Alguien se aproximó –un vigilante nocturno sin duda-, los miró y se alejó. Y ese detalle le pareció misterioso y bello a la vez».

Gurov es el personaje masculino de La dama del perrito, el clásico cuento de Chejov. Y ve las cosas así luego de pasar por una experiencia que le ha movido la base desde donde uno siente. Esta mañana pensé, sin pensar, en ese fragmento del cuento, mientras caminaba por el barrio Palermo y miraba el cielo limpio de la mañana porteña y la calle aperezada y solitaria y las fachadas de los almacenes amarilleadas por Sol recién nacido, que acariciaba todas las cosas con la delicadeza y la buena disposición de quien apenas empieza la semana. En el frontón de un almacén el empleado subía la cortina metálica y le contaba al del negocio vecino que había acostado al niño en su cama y que no sabía a qué horas se le había pasado a la suya porque despertó sintiéndolo apretujado a su pecho; el otro sonrió sincero con la noticia más grande del momento, del mundo; en un bar de la Plaza Serrano dos chicas con delantal charlaban plácidas y sacaban las sillas apiladas para acomodarlas a la salida del negocio, con movimientos tranquilos, pausados, como ejecutando un rito. Todo tenía un ritmo sagrado y en el aire titilaban micro partículas de contentura diminuta. Sentí todo eso, vi eso nítidamente, pero no alcanzaba a vivirlo del todo. Las partículas estaban ahí, hormigueaban aladas a mi alrededor y a través de mí, pero no lograban ocuparme completamente, como les ocurría al empleado de la cortina metálica y a las chicas del bar, sin saberlo. Era como si yo estuviera encargado de darme cuenta de esa belleza al precio de no poderla tener. La miraba con avidez, desde el otro lado de la vitrina de un almacén al que no me era permitido entrar. Ahí fue cuando pensé en Gurov y en lo que él descubrió aquella mañana mirando el mar, al lado de la dama del perrito.
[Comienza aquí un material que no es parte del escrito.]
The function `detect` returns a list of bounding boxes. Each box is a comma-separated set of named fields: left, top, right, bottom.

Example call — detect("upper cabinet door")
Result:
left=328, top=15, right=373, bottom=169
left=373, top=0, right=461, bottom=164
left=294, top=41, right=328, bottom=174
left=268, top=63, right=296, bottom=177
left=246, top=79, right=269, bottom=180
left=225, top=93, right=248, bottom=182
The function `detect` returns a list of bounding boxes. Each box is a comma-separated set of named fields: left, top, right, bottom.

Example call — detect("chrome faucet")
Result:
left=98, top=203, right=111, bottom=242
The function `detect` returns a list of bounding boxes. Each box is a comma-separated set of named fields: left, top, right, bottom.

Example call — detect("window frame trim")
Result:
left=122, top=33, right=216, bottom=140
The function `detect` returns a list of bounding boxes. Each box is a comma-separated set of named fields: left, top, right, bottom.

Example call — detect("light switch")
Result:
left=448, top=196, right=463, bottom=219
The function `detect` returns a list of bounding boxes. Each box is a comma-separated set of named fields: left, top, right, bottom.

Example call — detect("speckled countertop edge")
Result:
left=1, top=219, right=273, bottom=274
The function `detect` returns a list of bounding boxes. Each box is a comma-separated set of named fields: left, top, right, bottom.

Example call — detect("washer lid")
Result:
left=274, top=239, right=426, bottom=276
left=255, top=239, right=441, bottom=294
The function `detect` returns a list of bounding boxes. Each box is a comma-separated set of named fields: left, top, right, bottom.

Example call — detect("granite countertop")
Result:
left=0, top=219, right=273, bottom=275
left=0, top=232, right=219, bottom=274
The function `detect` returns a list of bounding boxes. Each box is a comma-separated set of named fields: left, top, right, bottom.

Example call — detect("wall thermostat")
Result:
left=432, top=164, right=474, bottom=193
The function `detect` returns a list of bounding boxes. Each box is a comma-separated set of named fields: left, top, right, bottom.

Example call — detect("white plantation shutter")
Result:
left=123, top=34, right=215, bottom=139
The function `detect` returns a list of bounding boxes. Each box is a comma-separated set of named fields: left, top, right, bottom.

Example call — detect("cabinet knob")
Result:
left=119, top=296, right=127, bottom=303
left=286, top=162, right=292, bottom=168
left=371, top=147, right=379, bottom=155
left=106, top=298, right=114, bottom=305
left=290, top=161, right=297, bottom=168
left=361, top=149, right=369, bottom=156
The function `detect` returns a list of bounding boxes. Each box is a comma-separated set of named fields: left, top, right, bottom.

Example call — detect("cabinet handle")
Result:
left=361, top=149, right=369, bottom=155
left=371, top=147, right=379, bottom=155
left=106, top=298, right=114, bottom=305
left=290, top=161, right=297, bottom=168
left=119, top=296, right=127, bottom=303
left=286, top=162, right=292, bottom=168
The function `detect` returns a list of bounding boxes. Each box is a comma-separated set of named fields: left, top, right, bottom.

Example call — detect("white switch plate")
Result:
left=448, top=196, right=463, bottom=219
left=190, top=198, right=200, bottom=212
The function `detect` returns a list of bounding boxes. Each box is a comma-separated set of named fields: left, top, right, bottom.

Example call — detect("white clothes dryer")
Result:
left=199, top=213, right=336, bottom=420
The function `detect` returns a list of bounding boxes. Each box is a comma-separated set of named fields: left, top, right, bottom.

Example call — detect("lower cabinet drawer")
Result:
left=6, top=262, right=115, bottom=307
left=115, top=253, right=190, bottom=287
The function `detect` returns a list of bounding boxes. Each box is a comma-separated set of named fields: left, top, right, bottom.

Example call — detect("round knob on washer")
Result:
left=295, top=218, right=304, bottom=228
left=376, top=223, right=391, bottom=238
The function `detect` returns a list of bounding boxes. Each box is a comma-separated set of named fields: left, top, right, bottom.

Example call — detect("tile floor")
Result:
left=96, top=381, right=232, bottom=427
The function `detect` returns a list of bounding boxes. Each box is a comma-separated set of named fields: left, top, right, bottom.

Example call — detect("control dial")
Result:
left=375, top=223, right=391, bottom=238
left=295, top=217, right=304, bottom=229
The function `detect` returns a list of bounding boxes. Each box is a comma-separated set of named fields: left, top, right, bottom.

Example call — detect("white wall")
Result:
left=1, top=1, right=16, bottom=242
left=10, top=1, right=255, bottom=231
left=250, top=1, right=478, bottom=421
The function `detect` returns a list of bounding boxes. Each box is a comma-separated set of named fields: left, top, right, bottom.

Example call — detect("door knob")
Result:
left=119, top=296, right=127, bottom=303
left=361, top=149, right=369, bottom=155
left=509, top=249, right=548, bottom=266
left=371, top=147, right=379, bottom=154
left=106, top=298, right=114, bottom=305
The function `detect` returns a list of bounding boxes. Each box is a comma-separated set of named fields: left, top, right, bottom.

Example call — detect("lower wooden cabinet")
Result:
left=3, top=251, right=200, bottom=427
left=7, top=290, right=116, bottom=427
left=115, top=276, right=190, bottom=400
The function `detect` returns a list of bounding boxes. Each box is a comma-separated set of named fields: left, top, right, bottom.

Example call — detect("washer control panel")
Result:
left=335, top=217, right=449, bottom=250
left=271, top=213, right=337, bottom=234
Gurov estaba liviano, la reciente experiencia le había quitado el peso de sí mismo dejándolo en un nivel de ingravidez similar al de la belleza; por eso las partículas que lo conformaban se podían mezclar con los sutiles puntitos chisporroteantes que constituyen la base de la vida. Había accedido por un tiempo prolongado y evidente a una experiencia que todos vivimos eventualmente, solo a flashazos y sin darnos cuenta: en la primera micromillonésima de segundo del despertar en la mañana, en el instante relumbrante de la velocidad máxima o del vacío de una caída, en la diminuta punta de tiempo que corona la cima de un orgasmo, en el efímero resplandor interior de la luz del sol que aparece entre las montañas, antes de que relacionemos esas montañas con la tierra que nos oprime. Gurov vivió en ese instante toda la vida, invadido por las partículas sutiles de las que está hecha y que tienen la naturaleza del ascenso, del “alto destino de la existencia”. Una expresión tan rimbombante y que en últimas solo se refiere a una falta de peso, a un despojamiento. Una expresión para la que parece que hubiera que inflar el pecho y que en realidad solo requiere alivianarlo. Y que no dice nada porque solo es un conjunto de cáscaras, de palabras.

Mientras pienso en eso y escribo esto, he sido interrumpido varias veces por Candela, la gata, sinuosa, casi ingrávida, bella, esencia hecha de motitas vibrátiles, con algo de sagrado en sus gestos y de áureo en su presencia, que se sube a la mesa y mete las patas en el teclado para interrumpir mi descripción de la belleza. Entonces la tomo con la energía reconcentrada de mi cuerpo material, la apretó con furia y la tiro al suelo con toda la fuerza de mi densa irritación.